1) One Securitisation Company advertised for bids for selling a property at Kolkata at Rs.25.25 lacs as reserved price asking the bids to be submitted in sealed cover to be deposited on 01.03.2012 at 1PM & to be opened at 03 PM in presence of the bidders.
2) They again advertised in papers stating that they received only one bid for Rs.15 lacs i.e. much below the reserved price & asked members of public to bid for the same and quote price above Rs.15 lacs within 10 days.

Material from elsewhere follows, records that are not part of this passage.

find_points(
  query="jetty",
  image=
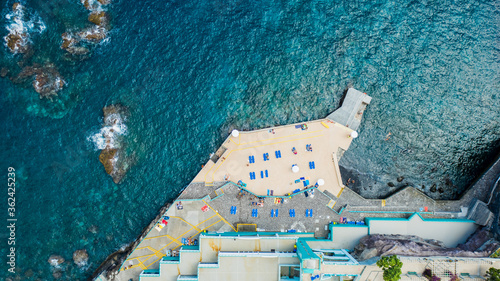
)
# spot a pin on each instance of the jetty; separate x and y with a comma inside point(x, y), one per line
point(270, 204)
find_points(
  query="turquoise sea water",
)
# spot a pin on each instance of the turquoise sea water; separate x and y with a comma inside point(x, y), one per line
point(190, 71)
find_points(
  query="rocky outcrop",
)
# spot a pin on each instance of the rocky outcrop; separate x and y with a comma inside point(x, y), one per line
point(80, 257)
point(21, 25)
point(18, 38)
point(78, 43)
point(409, 245)
point(111, 140)
point(55, 260)
point(47, 80)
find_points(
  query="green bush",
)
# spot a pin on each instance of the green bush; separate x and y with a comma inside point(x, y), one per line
point(391, 266)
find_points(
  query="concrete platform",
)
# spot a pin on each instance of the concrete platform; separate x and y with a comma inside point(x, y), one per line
point(325, 137)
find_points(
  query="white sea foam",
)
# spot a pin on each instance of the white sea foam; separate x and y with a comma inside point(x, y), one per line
point(109, 135)
point(23, 25)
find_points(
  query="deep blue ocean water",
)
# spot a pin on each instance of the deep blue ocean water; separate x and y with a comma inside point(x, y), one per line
point(190, 71)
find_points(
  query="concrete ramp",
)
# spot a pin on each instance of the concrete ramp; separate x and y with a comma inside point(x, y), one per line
point(351, 111)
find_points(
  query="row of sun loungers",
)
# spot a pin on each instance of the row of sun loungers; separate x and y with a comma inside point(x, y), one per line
point(274, 213)
point(255, 213)
point(309, 213)
point(251, 159)
point(262, 175)
point(277, 153)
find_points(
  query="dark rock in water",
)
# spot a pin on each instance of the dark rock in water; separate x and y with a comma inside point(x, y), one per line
point(4, 71)
point(57, 274)
point(107, 159)
point(80, 257)
point(448, 182)
point(28, 273)
point(104, 2)
point(112, 156)
point(99, 18)
point(55, 260)
point(47, 80)
point(410, 245)
point(93, 229)
point(94, 34)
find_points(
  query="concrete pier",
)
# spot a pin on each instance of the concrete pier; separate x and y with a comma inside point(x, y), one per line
point(248, 207)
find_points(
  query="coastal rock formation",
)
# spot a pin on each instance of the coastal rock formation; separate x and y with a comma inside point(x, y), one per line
point(99, 18)
point(18, 38)
point(47, 79)
point(409, 245)
point(20, 28)
point(110, 141)
point(80, 257)
point(93, 5)
point(55, 260)
point(78, 43)
point(71, 45)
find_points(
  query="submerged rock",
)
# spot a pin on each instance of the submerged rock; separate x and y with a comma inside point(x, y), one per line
point(409, 245)
point(47, 79)
point(99, 18)
point(94, 34)
point(110, 141)
point(80, 257)
point(55, 260)
point(18, 38)
point(4, 71)
point(20, 26)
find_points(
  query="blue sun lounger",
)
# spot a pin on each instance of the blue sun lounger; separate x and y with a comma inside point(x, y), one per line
point(266, 156)
point(255, 213)
point(277, 153)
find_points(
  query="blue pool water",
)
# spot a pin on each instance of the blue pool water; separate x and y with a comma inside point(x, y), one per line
point(190, 71)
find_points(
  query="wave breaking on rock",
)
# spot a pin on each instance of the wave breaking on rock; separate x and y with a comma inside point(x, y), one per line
point(21, 26)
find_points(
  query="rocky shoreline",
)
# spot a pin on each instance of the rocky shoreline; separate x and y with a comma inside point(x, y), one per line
point(113, 156)
point(111, 266)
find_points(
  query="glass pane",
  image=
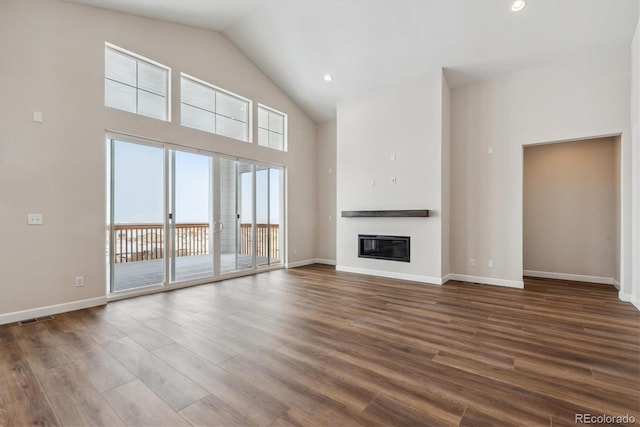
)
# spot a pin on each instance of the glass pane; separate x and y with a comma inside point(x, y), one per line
point(276, 141)
point(138, 194)
point(231, 128)
point(245, 212)
point(236, 216)
point(276, 122)
point(197, 118)
point(119, 67)
point(263, 137)
point(263, 243)
point(117, 95)
point(192, 217)
point(275, 202)
point(231, 106)
point(152, 105)
point(263, 118)
point(152, 78)
point(198, 95)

3) They also stated in the said 2nd advertisement that if they do not get any higher bid with in next 10 days, they will confirm the sale to the first bidder who quoted Rs.15 lacs.They have not informed when they will open the envelops in presence of the bidders. They also have informed about their offering to sell at a price less than the reserved price to the borrower.
My question is
a) Can the Securitisation Company ask for the 2nd biddings at a price below the reserved price & follow the procedure of opening the envelopes containing the offers in absence of the bidders? We understand that there is an effort by an officer to secretly buy the property at a much lower price by abusing the law. When bids are not opened in presence of the bidders there is room for price manipulation.

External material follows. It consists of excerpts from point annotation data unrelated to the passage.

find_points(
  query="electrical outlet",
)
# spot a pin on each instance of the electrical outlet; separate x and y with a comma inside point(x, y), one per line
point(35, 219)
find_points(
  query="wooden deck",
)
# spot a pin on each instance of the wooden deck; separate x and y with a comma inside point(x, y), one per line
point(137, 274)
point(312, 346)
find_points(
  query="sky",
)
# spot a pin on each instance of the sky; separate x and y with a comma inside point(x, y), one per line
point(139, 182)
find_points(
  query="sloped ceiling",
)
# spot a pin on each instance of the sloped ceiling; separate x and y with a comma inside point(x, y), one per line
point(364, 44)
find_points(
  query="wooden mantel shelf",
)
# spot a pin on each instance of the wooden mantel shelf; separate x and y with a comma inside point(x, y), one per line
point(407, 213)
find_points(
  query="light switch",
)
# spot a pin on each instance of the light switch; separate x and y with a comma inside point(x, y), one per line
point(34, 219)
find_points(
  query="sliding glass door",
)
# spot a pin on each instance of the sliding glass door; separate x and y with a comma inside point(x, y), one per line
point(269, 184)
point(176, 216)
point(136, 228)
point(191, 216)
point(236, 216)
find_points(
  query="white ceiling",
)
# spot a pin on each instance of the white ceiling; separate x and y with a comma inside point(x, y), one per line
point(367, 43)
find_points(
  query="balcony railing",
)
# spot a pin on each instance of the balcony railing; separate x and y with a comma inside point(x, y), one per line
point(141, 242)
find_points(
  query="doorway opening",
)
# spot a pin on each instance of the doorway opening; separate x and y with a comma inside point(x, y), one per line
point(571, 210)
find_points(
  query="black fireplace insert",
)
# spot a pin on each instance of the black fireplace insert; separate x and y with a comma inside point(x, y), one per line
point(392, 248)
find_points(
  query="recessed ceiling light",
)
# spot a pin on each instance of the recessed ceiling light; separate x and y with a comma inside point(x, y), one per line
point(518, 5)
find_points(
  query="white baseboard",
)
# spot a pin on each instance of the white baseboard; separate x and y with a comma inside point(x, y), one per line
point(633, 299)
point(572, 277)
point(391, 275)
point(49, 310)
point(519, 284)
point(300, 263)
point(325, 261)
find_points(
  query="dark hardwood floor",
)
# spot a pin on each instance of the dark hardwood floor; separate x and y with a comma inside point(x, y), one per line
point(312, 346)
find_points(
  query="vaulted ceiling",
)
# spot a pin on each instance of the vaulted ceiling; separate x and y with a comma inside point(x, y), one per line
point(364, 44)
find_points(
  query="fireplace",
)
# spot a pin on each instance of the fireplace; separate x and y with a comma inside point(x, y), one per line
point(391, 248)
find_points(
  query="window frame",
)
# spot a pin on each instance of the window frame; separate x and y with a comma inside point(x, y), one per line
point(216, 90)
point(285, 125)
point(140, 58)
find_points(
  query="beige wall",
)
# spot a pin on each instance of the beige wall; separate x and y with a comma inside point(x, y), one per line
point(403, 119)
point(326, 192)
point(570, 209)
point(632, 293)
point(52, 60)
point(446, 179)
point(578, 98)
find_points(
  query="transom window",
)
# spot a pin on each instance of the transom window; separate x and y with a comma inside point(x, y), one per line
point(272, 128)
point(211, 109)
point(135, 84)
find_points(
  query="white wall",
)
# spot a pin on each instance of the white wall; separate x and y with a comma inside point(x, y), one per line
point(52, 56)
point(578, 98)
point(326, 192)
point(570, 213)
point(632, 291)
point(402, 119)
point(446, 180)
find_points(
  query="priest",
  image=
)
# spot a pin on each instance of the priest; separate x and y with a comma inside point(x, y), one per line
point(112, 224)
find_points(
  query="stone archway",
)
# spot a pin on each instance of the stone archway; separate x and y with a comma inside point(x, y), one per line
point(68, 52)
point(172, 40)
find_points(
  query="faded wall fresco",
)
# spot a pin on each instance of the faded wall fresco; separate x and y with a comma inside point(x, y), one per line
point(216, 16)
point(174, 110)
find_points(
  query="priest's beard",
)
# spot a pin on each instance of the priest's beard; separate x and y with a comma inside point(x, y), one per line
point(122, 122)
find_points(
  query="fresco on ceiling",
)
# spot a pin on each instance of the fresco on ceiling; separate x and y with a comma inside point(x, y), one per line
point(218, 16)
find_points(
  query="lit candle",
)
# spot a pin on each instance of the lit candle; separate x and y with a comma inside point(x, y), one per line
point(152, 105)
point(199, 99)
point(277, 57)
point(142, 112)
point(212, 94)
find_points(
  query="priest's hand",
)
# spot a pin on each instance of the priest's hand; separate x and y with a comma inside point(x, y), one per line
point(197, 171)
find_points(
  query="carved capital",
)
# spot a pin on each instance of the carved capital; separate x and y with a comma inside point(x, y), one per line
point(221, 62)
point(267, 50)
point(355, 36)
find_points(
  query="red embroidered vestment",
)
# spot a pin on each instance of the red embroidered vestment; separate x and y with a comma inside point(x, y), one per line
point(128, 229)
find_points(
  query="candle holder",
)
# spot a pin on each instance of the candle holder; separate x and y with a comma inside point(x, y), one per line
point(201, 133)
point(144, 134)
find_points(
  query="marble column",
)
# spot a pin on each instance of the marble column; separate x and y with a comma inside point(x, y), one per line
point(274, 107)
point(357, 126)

b) What should be done by the borrower for stopping the process of sale by this type of tender.

Guest
(Expert) 24 March 2012
Dear Shri Ganguly,
Although the company is not bound to wait for the bidder to be present at the pre-fixed bid opening time and can open the bids, but your observation is quit correct about some corrupt practices , like intention to sell the property at much low price than the reserved price to some company employee. Irregularity is quite evident on three counts, as follows:
1)In the case of sealed cover bids, the company should not have opened the bid if they wanted to extend the date for bids on account of single bid.
2) The company, if opened the bid and found the bid to be of much lower than the reserved price, should have cancelled the tender and fresh tenders were required to be called with the reserved price or revised reserved price.
3) Even if the company desired to extend date for bids after opening the bid, it should not have revealed the price of the existing bid (Rs.15 Lakhs). That clearly intended to call for the bids within the range of 15 lakhs only. The company was required to give its revised reserved price.